Original topic: NODE_cpu_used_more_than_80% 如何定位到SQ LL

| username: jeff

[TiDB Usage Environment] Production Environment
[TiDB Version] 4.0
[Encountered Problem: Phenomenon and Impact]
One TiKV node in the production environment triggered a CPU alarm NODE_cpu_used_more_than_80%. The Grafana screenshots are as follows. I am a novice, could the experts guide me on how to troubleshoot what is causing the CPU alarm and how to pinpoint the SQL responsible? The issue occurred during a time period when there were usually no problems, and no new deployments were made.
[Resource Configuration] Navigate to TiDB Dashboard - Cluster Info - Hosts and take a screenshot of this page
[Attachments: Screenshots/Logs/Monitoring]



| username: Kongdom | Original post link

You can see the TOP SQL in the Dashboard.

| username: MrSylar | Original post link

For version 4.0.2, you can grep -i “expensive” tidb.log; then manually check the logs around the time of the issue to see which SQL statement looks suspicious.

| username: MrSylar | Original post link

Just curious, why is there only one tikv-server topology on Grafana? Is it running as a single instance?

| username: jeff | Original post link

Filtered above.

| username: MrSylar | Original post link

:grin: :grin:

| username: jeff | Original post link

There are too many in top, no obviously slow SQL.

| username: MrSylar | Original post link

Expensive records are not slow SQL, but rather expensive SQL. The definition of expensive is that the query time or the number of rows queried exceeds a defined threshold. From the perspective of filtering SQL, it looks at which statements might be more CPU-intensive.

| username: jeff | Original post link

Expensive, it only recorded 3 analyze operations. According to the Dashboard, these 3 operations were completed in 30 seconds at most.
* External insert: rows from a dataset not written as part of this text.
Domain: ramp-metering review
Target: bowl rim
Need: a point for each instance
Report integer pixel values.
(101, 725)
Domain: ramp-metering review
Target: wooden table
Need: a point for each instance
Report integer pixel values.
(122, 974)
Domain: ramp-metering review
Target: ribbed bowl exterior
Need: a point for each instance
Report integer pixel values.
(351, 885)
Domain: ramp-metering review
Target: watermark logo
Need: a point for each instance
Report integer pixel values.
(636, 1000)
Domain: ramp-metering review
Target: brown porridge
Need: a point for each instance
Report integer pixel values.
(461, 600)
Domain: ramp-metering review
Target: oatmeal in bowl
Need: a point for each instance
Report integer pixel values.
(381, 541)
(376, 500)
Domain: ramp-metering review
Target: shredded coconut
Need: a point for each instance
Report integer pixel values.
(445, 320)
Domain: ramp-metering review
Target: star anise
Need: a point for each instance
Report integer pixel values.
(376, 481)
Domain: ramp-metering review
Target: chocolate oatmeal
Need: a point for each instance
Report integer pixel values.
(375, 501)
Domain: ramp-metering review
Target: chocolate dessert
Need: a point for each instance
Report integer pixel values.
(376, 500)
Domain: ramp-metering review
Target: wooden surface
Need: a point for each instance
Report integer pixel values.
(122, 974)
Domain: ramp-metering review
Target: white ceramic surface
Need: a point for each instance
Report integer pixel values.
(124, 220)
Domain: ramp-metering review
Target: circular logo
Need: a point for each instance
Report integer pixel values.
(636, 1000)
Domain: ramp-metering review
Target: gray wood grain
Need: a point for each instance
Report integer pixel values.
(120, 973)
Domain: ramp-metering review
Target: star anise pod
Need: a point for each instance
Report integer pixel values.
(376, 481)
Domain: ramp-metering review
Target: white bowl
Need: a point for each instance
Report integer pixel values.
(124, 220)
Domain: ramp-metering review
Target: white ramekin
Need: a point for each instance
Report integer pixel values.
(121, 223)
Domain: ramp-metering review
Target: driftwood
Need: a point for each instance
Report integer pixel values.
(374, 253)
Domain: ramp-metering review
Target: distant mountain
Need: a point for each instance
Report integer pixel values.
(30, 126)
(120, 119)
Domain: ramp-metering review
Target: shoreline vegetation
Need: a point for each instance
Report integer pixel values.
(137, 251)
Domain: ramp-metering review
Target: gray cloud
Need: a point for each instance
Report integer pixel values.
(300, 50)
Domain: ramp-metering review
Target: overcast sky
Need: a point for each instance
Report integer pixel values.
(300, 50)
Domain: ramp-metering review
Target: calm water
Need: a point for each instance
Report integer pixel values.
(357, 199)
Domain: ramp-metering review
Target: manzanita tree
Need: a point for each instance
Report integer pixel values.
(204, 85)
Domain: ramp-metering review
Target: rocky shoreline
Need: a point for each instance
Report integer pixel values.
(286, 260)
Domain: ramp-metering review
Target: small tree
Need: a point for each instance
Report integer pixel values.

| username: jeff | Original post link

The key is that the load on the other 2 TiKV nodes is not high.

| username: MrSylar | Original post link

Helpless, the 4.0 version does not have the top SQL feature, so there is no perfect way to directly locate the problem statement.

| username: tidb狂热爱好者 | Original post link

You can see it in the TOP SQL section of the Dashboard.

| username: tidb狂热爱好者 | Original post link

It’s obvious that this single SQL query wasn’t broken down, causing all the read pressure to be concentrated on a single KV.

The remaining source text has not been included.